Of course, trying to avoid mistakes is an obvious way of improving as an investor. With that in mind, here are three common mistakes which more successful investors usually avoid. Doing so could improve the risk/reward opportunity of your portfolio in the long run.
One of the more common investing mistakes is short-termism. This is essentially where an investor fails to fully consider the long-term prospects of a business, instead focusing on how it is performing at the present time.
For example, a stock may be experiencing a difficult period. Its profitability may be growing at a modest rate which is lower than some of its industry peers. As a result, its valuation could be low. While this situation may continue over a period of months, in the long run it could deliver a successful turnaround and generate high capital returns.
Investors who are able to overcome this situation are likely to be those who, by default, set out to hold shares for a long-term time period. Warren Buffett, for example, buys shares on the basis that the stock market will not be open for at least five years. In other words, he forces himself to look five years ahead before investing in order to generate a more favourable risk/reward ratio.
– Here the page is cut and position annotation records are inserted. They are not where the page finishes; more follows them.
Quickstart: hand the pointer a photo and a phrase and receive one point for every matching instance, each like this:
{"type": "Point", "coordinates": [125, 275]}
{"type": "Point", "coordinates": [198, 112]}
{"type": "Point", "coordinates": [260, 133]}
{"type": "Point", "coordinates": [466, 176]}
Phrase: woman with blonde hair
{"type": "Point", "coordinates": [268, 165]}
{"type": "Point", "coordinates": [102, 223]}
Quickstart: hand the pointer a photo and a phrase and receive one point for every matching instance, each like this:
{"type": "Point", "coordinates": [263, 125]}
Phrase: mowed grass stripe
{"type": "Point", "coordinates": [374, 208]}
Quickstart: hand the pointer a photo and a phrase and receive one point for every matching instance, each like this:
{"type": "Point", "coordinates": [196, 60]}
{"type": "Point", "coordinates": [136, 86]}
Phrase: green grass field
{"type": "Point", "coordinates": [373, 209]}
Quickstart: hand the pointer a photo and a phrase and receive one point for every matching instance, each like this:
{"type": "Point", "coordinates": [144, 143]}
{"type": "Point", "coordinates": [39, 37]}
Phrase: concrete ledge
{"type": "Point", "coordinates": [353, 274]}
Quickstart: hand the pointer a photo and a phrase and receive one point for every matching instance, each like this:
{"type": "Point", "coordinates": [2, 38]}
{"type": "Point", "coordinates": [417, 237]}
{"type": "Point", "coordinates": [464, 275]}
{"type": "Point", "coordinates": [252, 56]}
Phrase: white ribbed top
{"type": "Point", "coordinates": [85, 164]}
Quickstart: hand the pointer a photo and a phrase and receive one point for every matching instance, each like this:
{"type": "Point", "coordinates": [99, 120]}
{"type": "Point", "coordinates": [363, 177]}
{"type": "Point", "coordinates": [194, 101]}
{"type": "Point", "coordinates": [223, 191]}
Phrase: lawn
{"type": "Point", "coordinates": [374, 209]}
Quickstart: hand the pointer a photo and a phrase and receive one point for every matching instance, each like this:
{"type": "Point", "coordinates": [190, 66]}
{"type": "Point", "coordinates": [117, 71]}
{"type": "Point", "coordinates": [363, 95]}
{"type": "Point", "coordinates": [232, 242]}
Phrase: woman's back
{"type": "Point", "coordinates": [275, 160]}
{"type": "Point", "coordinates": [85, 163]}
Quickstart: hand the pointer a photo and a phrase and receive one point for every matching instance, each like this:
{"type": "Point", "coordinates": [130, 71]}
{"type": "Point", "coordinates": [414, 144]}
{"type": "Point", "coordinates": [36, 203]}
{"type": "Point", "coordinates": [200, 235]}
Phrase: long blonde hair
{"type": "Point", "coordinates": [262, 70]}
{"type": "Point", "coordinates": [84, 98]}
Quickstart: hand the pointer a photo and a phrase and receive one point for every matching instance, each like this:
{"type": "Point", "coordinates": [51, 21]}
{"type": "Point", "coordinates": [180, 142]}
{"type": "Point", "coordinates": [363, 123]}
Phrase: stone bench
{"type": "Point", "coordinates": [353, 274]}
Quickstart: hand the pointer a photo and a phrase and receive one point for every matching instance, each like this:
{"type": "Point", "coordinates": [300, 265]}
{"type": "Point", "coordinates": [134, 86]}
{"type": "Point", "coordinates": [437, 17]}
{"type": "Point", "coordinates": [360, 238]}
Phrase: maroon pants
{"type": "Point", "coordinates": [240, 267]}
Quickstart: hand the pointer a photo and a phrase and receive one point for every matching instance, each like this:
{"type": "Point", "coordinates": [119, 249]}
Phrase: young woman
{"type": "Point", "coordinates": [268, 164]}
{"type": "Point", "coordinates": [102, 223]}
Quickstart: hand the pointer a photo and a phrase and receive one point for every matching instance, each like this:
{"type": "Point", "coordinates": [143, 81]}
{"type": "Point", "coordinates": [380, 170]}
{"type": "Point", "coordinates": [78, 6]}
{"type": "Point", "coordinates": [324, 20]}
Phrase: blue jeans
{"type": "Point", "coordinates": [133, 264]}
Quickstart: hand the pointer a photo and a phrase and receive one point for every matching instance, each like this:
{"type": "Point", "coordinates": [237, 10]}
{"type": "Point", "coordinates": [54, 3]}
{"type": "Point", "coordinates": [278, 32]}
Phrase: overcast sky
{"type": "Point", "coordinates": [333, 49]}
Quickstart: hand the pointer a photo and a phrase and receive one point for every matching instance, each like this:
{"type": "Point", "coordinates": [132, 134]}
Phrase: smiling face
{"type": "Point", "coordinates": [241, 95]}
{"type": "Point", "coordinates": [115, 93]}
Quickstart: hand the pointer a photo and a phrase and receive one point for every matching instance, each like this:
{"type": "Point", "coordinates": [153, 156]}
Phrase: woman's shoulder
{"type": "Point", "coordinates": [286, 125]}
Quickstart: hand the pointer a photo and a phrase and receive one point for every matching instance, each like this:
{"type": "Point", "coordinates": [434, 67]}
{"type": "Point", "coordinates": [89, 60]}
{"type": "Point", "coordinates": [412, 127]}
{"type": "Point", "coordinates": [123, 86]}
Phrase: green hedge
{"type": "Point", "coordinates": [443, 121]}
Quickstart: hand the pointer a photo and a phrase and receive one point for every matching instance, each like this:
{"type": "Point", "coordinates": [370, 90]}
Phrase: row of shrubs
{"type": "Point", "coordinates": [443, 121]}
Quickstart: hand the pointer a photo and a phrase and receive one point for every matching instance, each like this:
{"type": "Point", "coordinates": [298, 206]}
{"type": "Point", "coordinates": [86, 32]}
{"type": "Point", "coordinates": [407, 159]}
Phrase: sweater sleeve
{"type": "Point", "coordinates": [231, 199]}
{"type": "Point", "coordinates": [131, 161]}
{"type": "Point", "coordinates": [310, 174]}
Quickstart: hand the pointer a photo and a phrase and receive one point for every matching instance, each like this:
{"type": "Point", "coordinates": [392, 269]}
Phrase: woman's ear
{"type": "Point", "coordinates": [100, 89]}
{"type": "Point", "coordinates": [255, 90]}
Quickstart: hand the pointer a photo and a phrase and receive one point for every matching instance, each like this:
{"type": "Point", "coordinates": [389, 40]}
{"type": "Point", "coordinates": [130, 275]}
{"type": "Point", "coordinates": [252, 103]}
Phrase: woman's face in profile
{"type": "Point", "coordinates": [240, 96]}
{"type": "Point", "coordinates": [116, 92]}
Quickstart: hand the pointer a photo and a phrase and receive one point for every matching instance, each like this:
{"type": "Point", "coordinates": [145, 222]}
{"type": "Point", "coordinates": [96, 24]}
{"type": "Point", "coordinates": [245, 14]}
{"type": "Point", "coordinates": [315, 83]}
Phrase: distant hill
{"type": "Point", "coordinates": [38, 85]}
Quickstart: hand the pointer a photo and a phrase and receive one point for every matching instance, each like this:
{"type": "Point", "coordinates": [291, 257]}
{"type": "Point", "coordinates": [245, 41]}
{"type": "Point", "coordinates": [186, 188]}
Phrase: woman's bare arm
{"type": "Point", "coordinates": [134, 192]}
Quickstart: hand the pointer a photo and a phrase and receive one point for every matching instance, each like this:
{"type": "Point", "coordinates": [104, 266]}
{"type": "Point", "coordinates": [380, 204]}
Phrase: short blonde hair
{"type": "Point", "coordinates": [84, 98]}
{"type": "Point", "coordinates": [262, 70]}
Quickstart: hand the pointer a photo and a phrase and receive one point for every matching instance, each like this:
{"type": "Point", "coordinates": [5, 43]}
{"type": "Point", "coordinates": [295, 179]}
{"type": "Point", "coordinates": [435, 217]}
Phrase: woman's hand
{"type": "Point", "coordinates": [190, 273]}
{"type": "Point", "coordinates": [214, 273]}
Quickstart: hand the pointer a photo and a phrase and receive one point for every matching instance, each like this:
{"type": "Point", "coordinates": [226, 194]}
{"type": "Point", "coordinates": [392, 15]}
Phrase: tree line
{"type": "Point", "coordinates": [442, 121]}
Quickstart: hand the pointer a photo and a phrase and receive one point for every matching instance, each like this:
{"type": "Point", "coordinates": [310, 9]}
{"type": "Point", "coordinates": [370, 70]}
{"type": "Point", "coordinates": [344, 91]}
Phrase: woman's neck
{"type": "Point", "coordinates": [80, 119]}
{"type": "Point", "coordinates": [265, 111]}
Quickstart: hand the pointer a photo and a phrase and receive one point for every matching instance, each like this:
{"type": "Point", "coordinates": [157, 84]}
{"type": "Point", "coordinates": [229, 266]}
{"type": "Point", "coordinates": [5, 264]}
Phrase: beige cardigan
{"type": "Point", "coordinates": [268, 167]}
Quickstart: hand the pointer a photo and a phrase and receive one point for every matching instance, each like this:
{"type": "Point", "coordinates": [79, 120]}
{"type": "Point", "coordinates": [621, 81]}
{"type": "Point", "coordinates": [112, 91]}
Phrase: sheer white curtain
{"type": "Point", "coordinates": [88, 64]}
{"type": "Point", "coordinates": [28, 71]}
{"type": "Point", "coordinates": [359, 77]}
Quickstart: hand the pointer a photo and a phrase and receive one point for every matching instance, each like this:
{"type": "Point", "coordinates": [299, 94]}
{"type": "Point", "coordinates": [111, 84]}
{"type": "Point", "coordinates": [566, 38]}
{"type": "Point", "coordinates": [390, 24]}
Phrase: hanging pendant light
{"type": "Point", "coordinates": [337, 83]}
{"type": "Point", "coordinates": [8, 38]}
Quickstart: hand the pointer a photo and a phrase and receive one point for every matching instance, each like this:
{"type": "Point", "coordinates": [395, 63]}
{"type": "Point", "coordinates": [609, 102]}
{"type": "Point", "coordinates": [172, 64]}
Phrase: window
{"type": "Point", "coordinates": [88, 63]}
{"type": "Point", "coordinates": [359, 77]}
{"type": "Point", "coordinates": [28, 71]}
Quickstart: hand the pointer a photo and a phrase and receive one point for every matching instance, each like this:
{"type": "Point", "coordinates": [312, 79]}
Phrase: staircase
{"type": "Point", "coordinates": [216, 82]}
Analysing any company is always a worthwhile pursuit. It helps an investor to determine whether an investment opportunity is on offer. However, in some cases an investor may focus on areas which are perhaps less important than others. For example, they may only consider a company’s recent track record at a time when monetary policy is set to change significantly. Or, they could fail to focus on the strength of a company’s balance sheet in favour of considering its growth catalysts.
Investors who have a more structured means of analysing a company may be able to overcome a lack of focus when it comes to analysing a stock. As such, having an investment checklist could be a shrewd move for an investor seeking to concentrate on the most important parts of a business.
Clearly, it is not possible for any investor to be an expert in every industry. There will inevitably be some sectors where they have more knowledge than others. Despite this fact, some investors seek to invest in industries where they lack a competitive advantage, while at the same time overlooking sectors where their career background may provide them with a foundation from which to adequately analyse a stock.
Some of the more successful investors accept what they do not know, and seek to focus on areas where their knowledge can have the biggest impact. And if an investor is concerned about lacking diversification due to a relatively concentrated skill set or background knowledge, funds may be a sensible solution alongside direct holdings in companies.